Without --parallel, a task in another project (like Checkstyle) wouldn’t be allowed to start until the test task was complete. With --parallel, Gradle tries to run up to --max-workers tasks at once. You’re probably seeing a speed-up because other non-Test tasks are able to run during “idle” moments.

If you’re using a sufficiently new enough version of Gradle (>3.0), Gradle constrains the total amount of work being done to --max-workers. So if you had --max-workers=4 and maxParallelForks=4 and a multi-project build, Gradle could run 1 test worker and 3 tasks or 3 test workers and 1 task or any combination thereof. This prevents a bad situation where you have max workers * max parallel fork test processes running because multiple Test tasks are running at once.

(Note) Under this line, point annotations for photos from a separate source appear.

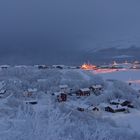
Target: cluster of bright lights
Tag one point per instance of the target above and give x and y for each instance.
(88, 67)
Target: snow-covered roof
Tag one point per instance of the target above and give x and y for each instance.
(2, 91)
(4, 66)
(115, 107)
(58, 93)
(92, 107)
(32, 89)
(41, 80)
(119, 101)
(63, 86)
(97, 86)
(85, 89)
(2, 84)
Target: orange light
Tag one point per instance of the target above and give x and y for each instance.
(88, 67)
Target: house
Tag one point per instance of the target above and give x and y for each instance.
(4, 66)
(122, 102)
(30, 92)
(96, 88)
(82, 107)
(32, 102)
(116, 108)
(59, 66)
(61, 96)
(64, 88)
(42, 67)
(2, 91)
(93, 108)
(83, 92)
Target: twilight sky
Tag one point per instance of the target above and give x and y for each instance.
(63, 31)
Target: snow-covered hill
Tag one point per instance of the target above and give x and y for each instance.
(51, 120)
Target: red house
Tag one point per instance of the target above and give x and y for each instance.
(83, 92)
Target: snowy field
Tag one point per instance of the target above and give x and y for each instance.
(51, 120)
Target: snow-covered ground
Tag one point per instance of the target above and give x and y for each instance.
(51, 120)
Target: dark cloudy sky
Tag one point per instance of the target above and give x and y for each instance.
(63, 31)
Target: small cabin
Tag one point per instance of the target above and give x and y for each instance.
(30, 92)
(121, 102)
(42, 67)
(4, 66)
(116, 108)
(3, 91)
(96, 88)
(32, 102)
(93, 108)
(64, 88)
(82, 107)
(83, 92)
(61, 96)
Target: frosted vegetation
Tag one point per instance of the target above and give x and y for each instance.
(49, 120)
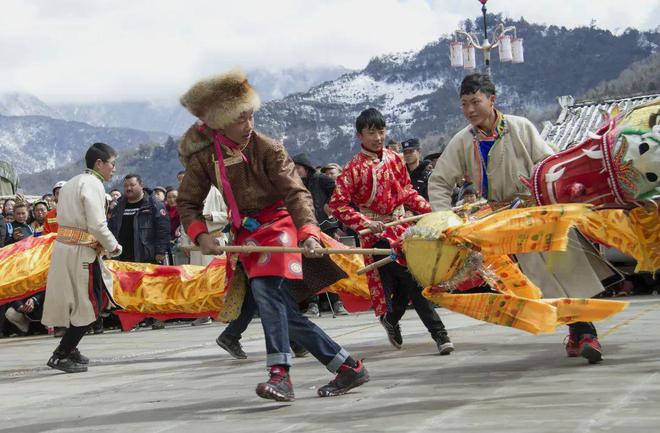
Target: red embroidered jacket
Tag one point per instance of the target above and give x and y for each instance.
(381, 190)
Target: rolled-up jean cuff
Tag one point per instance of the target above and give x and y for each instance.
(338, 360)
(279, 359)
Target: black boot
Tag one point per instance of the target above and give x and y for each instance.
(347, 378)
(278, 387)
(61, 360)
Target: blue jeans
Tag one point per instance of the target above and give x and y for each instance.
(281, 319)
(236, 327)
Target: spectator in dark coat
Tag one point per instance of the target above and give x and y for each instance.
(141, 224)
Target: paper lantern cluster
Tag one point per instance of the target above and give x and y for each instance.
(464, 54)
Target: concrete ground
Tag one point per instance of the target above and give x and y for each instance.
(498, 380)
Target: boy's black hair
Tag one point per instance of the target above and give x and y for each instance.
(476, 82)
(134, 176)
(370, 118)
(470, 189)
(100, 151)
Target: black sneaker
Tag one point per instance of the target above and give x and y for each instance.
(66, 365)
(231, 345)
(78, 357)
(393, 332)
(278, 387)
(347, 378)
(445, 346)
(298, 349)
(157, 324)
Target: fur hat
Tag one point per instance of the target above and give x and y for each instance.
(219, 100)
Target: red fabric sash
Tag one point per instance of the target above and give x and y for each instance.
(219, 139)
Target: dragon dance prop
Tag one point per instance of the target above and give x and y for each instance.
(618, 166)
(444, 251)
(163, 292)
(616, 169)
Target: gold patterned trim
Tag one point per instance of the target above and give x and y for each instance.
(74, 236)
(398, 213)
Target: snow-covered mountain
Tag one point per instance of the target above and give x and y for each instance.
(168, 115)
(418, 92)
(35, 143)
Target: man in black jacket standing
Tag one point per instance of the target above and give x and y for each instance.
(141, 224)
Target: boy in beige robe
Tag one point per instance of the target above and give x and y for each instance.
(77, 276)
(495, 150)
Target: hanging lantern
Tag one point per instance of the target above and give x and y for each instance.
(517, 51)
(505, 49)
(456, 53)
(469, 57)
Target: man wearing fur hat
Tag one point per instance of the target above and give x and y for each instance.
(268, 206)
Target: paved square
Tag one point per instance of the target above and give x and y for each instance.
(498, 380)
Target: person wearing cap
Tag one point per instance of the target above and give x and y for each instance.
(418, 169)
(78, 281)
(332, 170)
(394, 146)
(432, 158)
(39, 211)
(269, 206)
(50, 226)
(19, 229)
(160, 193)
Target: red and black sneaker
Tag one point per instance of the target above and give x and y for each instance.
(572, 345)
(278, 387)
(590, 348)
(347, 378)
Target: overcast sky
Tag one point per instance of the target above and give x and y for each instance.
(109, 50)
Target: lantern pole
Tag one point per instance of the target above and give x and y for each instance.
(487, 46)
(486, 51)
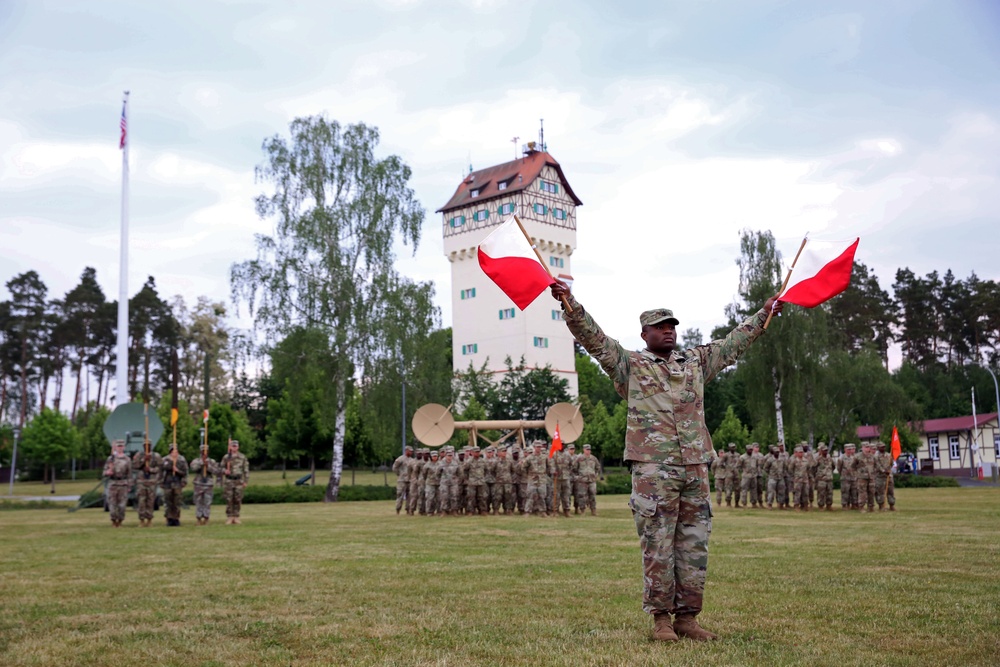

There’s another wrinkle to this. We’re actually trying to make --parallel the default, so certain tasks that are known to be parallel-safe will run in parallel without the --parallel flag. Most the built-in tasks aren’t like this yet, so this is more of a FYI.

You could try creating a build scan and compare the timelines of each build (with and without --parallel).

Regarding forkEvery, you have it right. Gradle will start and tear down a new worker for every test. This is really expensive, so you shouldn’t do this unless you have a really good reason (e.g., globally polluting tests).